Frank Upton

Personal information
- Full name: Frank Upton
- Date of birth: 18 October 1934
- Place of birth: Atherstone, England
- Date of death: 17 May 2011 (aged 76)
- Place of death: Derby, England
- Position: Central defender

Senior career*
- Years: Team / Apps / (Gls)
- 1950–1954: Nuneaton Borough /  / (?)
- 1953–1954: Northampton Town / 17 / (1)
- 1954–1961: Derby County / 224 / (12)
- 1961–1965: Chelsea / 74 / (3)
- 1965–1966: Derby County / 35 / (5)
- 1966–1967: Notts County / 34 / (3)
- 1967–1968: Worcester City /  / (?)
- 1968: Workington / 7 / (0)

Managerial career
- 1968: Workington
- 1979–1980: Randers FC
- 1981: Al-Arabi Kuwait
- 1984–1985: Bedworth United
- 1987–1989: Keflavik ÍF
- 1989–90: Sabah FA
- 1990: Burton Albion (caretaker)

= Frank Upton =

English footballer (1934–2011)

Frank Upton (18 October 1934 – 17 May 2011) was an English professional football player and manager.

==Playing career==
Upton, a hard tackling central defender, began his football career with Nuneaton Borough. He moved to Northampton Town in March 1953, making his league debut the same season. In June 1954 he moved to Derby County, making over 200 appearances before a £15,000 move to Chelsea in August 1961. He helped Chelsea to promotion back to the First Division in the 1962–63 season and won the League Cup with them in 1965.

In September 1965 he rejoined Derby County, moving on to Notts County a year later.
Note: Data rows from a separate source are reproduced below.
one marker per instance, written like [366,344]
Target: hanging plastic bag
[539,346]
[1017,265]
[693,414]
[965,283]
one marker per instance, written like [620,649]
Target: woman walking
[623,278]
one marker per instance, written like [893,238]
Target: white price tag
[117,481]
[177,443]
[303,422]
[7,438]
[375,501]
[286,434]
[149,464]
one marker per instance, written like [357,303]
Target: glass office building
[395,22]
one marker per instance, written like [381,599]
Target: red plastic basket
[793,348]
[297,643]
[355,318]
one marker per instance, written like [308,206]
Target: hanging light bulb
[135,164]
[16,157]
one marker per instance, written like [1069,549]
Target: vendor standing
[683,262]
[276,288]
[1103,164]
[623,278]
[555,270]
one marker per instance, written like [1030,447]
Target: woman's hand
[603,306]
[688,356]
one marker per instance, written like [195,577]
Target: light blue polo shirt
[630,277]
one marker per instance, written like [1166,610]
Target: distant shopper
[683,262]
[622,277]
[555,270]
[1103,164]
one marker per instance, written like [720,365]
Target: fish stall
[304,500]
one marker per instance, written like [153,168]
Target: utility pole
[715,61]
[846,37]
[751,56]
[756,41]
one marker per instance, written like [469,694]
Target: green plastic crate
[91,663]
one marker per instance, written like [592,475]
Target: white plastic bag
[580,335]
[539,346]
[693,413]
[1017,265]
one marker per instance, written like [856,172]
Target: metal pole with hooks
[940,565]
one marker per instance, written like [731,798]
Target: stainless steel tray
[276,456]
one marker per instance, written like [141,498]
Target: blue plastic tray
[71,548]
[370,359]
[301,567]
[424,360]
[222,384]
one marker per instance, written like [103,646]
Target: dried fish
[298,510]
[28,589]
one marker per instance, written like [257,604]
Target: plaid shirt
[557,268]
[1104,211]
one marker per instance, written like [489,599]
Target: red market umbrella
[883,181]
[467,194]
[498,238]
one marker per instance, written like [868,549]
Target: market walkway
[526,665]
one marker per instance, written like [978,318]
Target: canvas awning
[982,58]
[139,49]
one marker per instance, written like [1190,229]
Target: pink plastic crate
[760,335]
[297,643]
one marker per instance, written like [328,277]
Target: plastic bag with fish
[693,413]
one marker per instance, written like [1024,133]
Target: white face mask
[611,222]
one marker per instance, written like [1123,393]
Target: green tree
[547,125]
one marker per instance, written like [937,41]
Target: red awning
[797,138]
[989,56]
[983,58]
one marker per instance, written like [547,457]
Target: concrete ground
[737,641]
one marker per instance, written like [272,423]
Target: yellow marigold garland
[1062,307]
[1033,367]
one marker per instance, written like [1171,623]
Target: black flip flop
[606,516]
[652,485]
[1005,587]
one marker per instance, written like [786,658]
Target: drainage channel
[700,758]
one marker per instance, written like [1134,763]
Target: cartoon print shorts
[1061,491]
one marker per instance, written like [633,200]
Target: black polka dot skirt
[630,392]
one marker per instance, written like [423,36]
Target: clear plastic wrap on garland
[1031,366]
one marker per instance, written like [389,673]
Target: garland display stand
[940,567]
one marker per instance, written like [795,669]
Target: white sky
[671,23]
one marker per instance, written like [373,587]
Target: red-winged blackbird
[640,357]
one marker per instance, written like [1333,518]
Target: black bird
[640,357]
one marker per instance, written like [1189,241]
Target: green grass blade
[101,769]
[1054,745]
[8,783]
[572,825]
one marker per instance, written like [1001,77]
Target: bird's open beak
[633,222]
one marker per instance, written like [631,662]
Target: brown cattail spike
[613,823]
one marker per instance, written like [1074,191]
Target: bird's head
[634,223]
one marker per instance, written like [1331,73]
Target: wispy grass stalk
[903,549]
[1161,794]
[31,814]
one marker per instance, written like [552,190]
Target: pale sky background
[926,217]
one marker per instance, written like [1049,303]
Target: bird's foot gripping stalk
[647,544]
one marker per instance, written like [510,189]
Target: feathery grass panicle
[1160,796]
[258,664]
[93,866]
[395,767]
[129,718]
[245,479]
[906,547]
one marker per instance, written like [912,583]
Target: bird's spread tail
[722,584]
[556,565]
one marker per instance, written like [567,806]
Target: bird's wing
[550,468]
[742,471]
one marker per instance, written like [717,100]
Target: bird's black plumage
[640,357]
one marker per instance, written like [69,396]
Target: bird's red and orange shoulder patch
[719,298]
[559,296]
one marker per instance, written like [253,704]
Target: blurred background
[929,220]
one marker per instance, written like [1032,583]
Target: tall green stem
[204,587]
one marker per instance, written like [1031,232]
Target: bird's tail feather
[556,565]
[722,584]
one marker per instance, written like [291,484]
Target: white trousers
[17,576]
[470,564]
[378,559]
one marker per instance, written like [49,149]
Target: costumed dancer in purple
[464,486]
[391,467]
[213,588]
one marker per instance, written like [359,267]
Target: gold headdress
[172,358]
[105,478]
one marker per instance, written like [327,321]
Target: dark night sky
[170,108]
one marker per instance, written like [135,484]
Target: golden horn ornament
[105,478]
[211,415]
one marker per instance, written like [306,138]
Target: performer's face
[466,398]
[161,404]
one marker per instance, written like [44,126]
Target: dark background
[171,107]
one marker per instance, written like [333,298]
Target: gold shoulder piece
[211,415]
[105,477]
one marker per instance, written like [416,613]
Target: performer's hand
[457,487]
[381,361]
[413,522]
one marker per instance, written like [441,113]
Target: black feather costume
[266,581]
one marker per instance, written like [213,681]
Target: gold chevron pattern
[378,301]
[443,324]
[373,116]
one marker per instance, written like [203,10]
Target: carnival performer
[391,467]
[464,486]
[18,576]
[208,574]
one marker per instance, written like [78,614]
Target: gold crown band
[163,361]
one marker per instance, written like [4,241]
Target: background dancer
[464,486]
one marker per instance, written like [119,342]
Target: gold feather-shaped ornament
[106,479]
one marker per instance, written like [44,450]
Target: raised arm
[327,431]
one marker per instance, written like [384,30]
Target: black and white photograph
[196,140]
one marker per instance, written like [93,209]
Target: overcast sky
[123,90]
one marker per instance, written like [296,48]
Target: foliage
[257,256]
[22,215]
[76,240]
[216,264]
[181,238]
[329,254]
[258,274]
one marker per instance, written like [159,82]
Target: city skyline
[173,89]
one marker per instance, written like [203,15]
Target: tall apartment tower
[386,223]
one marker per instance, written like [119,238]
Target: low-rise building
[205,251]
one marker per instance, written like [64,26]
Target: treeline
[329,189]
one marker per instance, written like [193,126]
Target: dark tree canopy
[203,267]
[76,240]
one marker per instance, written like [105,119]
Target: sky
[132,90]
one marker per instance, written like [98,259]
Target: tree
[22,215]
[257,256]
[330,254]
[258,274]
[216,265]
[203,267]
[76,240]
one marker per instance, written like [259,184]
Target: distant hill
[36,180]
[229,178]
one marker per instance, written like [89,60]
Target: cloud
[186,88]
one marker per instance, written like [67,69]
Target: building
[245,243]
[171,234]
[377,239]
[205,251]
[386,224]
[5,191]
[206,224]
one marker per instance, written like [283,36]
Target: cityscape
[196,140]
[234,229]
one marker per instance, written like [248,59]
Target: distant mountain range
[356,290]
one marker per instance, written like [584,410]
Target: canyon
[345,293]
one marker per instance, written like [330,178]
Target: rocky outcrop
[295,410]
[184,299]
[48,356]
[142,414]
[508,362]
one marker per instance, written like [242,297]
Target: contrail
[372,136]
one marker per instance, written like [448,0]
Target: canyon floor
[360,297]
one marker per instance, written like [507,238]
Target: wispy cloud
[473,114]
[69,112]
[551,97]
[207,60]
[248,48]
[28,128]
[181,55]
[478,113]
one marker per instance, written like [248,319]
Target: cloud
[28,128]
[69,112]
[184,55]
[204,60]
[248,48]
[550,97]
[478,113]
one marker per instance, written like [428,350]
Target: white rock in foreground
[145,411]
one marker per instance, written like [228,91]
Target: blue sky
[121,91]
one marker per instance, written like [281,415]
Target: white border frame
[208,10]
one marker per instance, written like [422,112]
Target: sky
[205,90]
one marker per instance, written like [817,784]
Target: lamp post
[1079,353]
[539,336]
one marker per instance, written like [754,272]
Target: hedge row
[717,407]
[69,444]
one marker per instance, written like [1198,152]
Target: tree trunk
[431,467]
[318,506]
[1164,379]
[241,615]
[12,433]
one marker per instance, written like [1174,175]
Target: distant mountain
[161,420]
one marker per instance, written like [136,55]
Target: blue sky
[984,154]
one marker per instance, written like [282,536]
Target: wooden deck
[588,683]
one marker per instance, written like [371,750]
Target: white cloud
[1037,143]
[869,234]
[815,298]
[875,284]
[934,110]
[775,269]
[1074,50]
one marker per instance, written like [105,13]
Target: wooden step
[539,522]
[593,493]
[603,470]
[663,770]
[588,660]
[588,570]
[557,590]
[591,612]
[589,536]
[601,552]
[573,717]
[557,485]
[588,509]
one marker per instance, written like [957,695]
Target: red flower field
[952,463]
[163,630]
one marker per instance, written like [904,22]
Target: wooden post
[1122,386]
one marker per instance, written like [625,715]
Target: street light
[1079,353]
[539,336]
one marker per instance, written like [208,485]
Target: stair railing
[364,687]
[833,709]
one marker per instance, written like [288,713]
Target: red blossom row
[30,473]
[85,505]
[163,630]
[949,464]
He left league football the following summer, joining non-league Worcester City in July 1967,

==Coaching and managerial career==
Upton joined Workington as player-manager in January 1968, but lost his job six months later after Workington had finished 23rd in Football League Division Four Division Four and been forced to seek re-election.

He joined Northampton Town's coaching staff in October 1969, but moved to coach Aston Villa in January 1970. He joined Chelsea's coaching staff in August 1977 and became caretaker manager in December 1978 after the dismissal of Ken Shellito. He was later coach of Danish side Randers Freja between February 1979 and February 1980.

He joined Dundee as a coach in August 1980 and coached Al Arabi of Kuwait in 1981. In 1982, he returned to the UK as coach of Wolverhampton Wanderers, a post he held until October 1984 when he was appointed as manager of Bedworth United.

He was assistant manager of Coventry City between December 1985 and April 1987. The following month he took over as coach of Icelandic side Keflavik ÍF. In May 1989 he was appointed as coach to the Sabah FA, but returned to the UK as caretaker-manager of Burton Albion in January 1990.

He was appointed as youth coach at Conference side Northwich Victoria in April 1990, taking a similar position at Cheltenham Town in November 1990.

In 1991, he opened a sports injuries clinic in Derby, continuing with his coaching career and joined the coaching staff at Leicester City in 1992.

In December 2008 he returned to Derby for the annual dinner of the Derby County Former Players' Association, and he served on the association's committee. He died just over two years later, in May 2011, at the age of 76.